A Lean journey is built upon relations

X — You seem to make a difference between Lean and Operational Excellence but I feel they’re the same thing : both tend to use Kanbans, Red bins, 5S and everything in between.

Me — I would argue the difference is not related to tools : as you’ve noticed, they tend to be the same. My feeling is the discrepancy emerges with the attitude of the « boss ». From my experience, bosses sending their teams to training will create - at best - an « Operational Excellence » culture. But when bosses start teaching their staff (because they’ve learned the path beforehand), you end up in a very different whereabouts : « Lean » is the concept I tend to use for such places.

X — But if you have the people doing the actual work using the same set of tools, surely it should be indistinguishable.

Me — It would be the case if bosses didn’t matter. Maybe being a boss means I’m biased, but I feel a management team can make or break such effort.
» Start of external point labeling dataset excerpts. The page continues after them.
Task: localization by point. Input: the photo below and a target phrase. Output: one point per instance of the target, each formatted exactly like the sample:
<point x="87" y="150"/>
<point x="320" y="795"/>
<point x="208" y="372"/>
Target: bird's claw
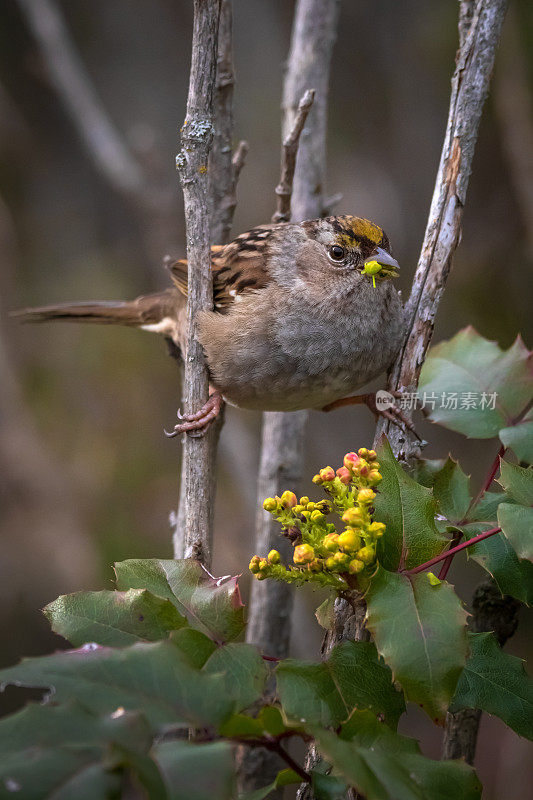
<point x="196" y="425"/>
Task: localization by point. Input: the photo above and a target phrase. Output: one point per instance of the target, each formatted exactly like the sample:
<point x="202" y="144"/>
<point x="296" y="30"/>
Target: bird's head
<point x="347" y="244"/>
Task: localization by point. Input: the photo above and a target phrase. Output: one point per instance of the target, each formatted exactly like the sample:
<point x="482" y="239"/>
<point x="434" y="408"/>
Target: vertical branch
<point x="224" y="172"/>
<point x="313" y="36"/>
<point x="480" y="34"/>
<point x="191" y="162"/>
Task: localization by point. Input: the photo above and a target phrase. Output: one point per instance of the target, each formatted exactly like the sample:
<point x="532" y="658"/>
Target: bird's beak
<point x="391" y="266"/>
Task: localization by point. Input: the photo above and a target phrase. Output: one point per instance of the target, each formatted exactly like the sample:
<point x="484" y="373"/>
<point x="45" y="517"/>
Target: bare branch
<point x="470" y="85"/>
<point x="191" y="162"/>
<point x="288" y="159"/>
<point x="313" y="35"/>
<point x="108" y="151"/>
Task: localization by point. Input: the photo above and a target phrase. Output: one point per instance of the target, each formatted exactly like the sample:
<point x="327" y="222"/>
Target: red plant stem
<point x="457" y="535"/>
<point x="452" y="552"/>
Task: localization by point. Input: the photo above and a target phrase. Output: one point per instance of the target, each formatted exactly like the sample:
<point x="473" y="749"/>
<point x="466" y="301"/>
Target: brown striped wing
<point x="238" y="267"/>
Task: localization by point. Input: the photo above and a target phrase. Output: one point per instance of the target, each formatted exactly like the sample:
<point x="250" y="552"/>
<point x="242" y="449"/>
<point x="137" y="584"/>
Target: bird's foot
<point x="197" y="425"/>
<point x="386" y="408"/>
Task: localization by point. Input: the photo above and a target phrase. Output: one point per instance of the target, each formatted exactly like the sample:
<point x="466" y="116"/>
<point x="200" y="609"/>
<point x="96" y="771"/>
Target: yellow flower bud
<point x="352" y="516"/>
<point x="303" y="554"/>
<point x="330" y="542"/>
<point x="366" y="555"/>
<point x="288" y="499"/>
<point x="341" y="559"/>
<point x="377" y="529"/>
<point x="270" y="504"/>
<point x="372" y="267"/>
<point x="366" y="496"/>
<point x="327" y="474"/>
<point x="350" y="541"/>
<point x="253" y="566"/>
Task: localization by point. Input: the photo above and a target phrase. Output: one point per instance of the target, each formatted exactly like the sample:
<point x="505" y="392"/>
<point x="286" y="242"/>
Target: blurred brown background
<point x="87" y="475"/>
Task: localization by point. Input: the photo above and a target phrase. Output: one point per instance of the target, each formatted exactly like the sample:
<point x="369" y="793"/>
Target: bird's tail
<point x="107" y="313"/>
<point x="159" y="313"/>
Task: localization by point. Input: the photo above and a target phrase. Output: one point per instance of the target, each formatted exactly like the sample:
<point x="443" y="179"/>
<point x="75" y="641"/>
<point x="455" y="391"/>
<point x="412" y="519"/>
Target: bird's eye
<point x="337" y="253"/>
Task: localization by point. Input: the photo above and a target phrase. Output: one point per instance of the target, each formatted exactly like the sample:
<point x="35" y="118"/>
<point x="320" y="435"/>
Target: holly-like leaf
<point x="517" y="524"/>
<point x="492" y="387"/>
<point x="196" y="771"/>
<point x="519" y="438"/>
<point x="408" y="510"/>
<point x="213" y="606"/>
<point x="517" y="482"/>
<point x="497" y="556"/>
<point x="497" y="683"/>
<point x="113" y="618"/>
<point x="326" y="693"/>
<point x="58" y="751"/>
<point x="451" y="488"/>
<point x="380" y="775"/>
<point x="325" y="613"/>
<point x="245" y="672"/>
<point x="420" y="630"/>
<point x="156" y="678"/>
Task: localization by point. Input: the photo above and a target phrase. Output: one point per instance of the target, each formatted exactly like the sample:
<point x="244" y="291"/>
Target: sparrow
<point x="297" y="321"/>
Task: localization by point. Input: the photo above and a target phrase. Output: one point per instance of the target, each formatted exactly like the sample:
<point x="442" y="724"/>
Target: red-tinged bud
<point x="327" y="474"/>
<point x="303" y="554"/>
<point x="288" y="499"/>
<point x="349" y="540"/>
<point x="352" y="516"/>
<point x="350" y="460"/>
<point x="330" y="542"/>
<point x="344" y="475"/>
<point x="366" y="555"/>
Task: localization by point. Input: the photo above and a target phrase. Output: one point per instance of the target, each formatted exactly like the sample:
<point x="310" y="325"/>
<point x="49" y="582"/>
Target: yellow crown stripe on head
<point x="358" y="228"/>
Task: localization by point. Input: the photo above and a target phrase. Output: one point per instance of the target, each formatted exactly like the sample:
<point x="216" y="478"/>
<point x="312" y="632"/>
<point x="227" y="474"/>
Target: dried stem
<point x="224" y="172"/>
<point x="480" y="25"/>
<point x="288" y="159"/>
<point x="192" y="165"/>
<point x="312" y="40"/>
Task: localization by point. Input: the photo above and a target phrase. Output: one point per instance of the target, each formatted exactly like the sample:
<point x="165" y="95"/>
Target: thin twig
<point x="452" y="551"/>
<point x="192" y="165"/>
<point x="288" y="159"/>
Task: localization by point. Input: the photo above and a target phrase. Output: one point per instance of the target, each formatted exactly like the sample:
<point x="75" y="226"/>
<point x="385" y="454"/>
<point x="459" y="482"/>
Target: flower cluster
<point x="321" y="553"/>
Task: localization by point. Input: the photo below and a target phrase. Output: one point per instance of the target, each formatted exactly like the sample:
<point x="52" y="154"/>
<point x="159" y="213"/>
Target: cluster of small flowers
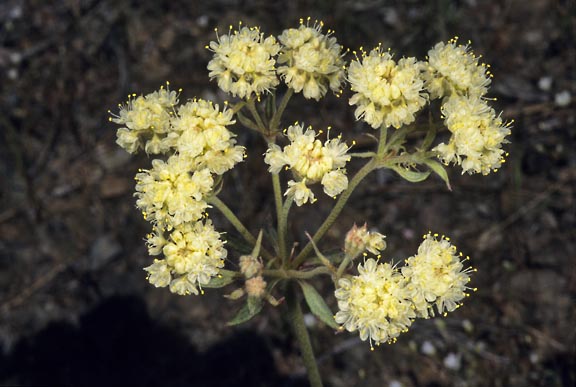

X — Obviously any bad boss can derail a company. But I wasn’t thinking about them… What difference do you see between a good boss teaching lean tools and a good boss sending his staff to lean workshops ? Surely there’re both doing OK.

Me — The team’s capacity to challenge assumptions. A key factor here is the boss going to the gemba to understand firsthand what’s going on. You can be fooled by numbers on a spreadsheet in the meeting room, it’s more difficult to not see clues when actively looking for them on the shop floor.

X — But I thought you were talking about the team’s capacity to challenge assumptions. A boss can always do that, from his office, from his team’s office or even from the warehouse if he went there.

Me — Off course, but for the team to challenge assumptions, you need two things : trust and proximity. And for both to emerge you need a boss going regularly to the Gemba. Everything is tied to the relations created there and then ! Otherwise they're just throwing bottles into the sea.